最近では画像診断が発達し、小さい段階での早期発見が可能となってきました。症状、危険因子などから膵がんが疑われると、まずは血液検査、超音波検査をおこないます。
画像診断については原則として非侵襲的な検査からすすめていきます。超音波検査、造影CTで膵がんの診断がつく場合は、それ以上の画像検査は必須ではありません。
膵がんの確定診断が得られないときは、さらにEUS(超音波内視鏡)、ERCP(内視鏡的逆行性胆管膵管造影)、PETを組み合わせ総合的に診断します。

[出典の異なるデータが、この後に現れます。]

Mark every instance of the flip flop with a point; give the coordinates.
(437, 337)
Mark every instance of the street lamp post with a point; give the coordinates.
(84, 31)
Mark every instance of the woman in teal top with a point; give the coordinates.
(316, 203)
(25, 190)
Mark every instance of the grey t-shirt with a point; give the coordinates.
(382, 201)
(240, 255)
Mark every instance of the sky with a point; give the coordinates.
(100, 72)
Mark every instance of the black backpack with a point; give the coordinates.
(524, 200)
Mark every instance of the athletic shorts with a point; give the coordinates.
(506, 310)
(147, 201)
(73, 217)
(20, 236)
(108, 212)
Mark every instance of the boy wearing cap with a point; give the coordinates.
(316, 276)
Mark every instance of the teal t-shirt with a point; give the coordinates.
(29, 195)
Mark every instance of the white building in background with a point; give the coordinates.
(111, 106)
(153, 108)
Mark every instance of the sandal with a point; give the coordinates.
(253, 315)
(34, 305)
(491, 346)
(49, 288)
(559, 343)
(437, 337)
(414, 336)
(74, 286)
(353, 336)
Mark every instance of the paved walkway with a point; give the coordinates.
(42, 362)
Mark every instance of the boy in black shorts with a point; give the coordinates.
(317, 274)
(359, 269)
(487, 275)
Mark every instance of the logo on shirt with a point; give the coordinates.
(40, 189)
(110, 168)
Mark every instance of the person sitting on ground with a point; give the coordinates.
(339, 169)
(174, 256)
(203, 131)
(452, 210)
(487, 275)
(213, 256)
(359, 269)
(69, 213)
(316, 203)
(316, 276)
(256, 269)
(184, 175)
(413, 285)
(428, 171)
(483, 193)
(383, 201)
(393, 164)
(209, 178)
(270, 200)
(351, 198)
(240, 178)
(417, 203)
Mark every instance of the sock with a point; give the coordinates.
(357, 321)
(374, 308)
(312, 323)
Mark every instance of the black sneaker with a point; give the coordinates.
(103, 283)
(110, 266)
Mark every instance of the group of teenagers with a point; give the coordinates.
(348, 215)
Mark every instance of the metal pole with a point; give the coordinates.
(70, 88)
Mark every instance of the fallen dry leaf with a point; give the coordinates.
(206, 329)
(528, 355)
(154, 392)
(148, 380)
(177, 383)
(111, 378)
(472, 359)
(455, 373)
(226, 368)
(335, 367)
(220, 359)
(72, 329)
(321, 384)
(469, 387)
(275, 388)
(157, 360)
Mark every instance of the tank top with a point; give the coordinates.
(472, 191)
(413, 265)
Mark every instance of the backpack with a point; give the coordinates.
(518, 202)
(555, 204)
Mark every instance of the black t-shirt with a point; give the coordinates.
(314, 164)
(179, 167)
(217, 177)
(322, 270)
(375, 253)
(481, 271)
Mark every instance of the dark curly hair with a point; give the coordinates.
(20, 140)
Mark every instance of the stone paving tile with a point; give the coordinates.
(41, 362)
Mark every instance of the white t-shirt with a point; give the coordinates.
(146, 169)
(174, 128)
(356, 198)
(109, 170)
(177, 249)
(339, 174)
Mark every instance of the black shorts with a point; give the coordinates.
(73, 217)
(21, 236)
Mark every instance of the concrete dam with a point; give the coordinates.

可能な限り細胞診や組織診の病理診断を行い、膵がんの確定診断を得ることが望ましいとされています。
膵がんの
治療方法は?
診断結果に基づき、患者さんの年齢、病状、全身状態を十分に検討し、患者さん、ご家族と相談して治療方針を決定します。
膵がんは外科手術による治癒切除(がん細胞の完全切除)により完治する可能性があります。
がん細胞が残ると予想される場合は切除療法の効果がないので、外科切除はがん細胞を残さず切除が行えると予想される患者さんが対象となります。
治療前の検査で遠隔転移、主要な動脈へ浸潤、膵外神経叢への浸潤、腹膜播種がある場合は、がんの完全切除が難しく手術適応ではないとされています。
手術適応ではないと診断された場合は病変の広がりによって化学療法、放射線療法、あるいは両者を組み合わせた化学放射線療法が選択されます。
膵がんに対する
切除術式
膵がんに対する切除術式は、がんの占居部位(がんが発生した場所)によって決定されます。
膵臓は右側の十二指腸に近い部位から頭部、体部、尾部の3部に分類されます。


膵頭十二指腸切除
膵頭部がんに対して行われる手術法で、膵頭部、十二指腸、胆管、胆嚢を同時に切除します。
残った膵臓、胆管、胃を小腸と吻合し、膵液、胆汁、食物が消化管内に流れるルートを再建する必要があります。




膵体尾部切除
膵体部がん、膵尾部がんに対して行われる手術です。
脾臓に出入りする脾動脈、脾静脈が膵体尾部に近接して走行しており、がん細胞を遺残させることなく、より確実に切除するために脾臓も合わせて切除します。
この場合、膵臓、胆管、消化管は再建する必要はありません。




膵全摘術
膵がんが膵全体に進展している場合に膵臓全体、十二指腸、胆管、脾臓を同時に切除する膵全摘を行います。
この場合は胆管と消化管の再建が必要です。


ドクター紹介

外科医

柴﨑 信一
Shibasaki Shinichi
がん診療連携病院等からの報告によりますと、2011年診断例の膵がんのステージ(病期)別3年相対生存率は全体で15.1%であり、肝臓や肺と同様に予後があまり良くないがんと考えられます。
しかしながら、外科手術の技術向上、有効な抗がん剤の登場、種々の治療法の組み合わせで膵がんの治療成績は向上しています。膵がんについても早期発見・早期治療が必要と言えます。
そのためには定期的に検診を受けることが重要です。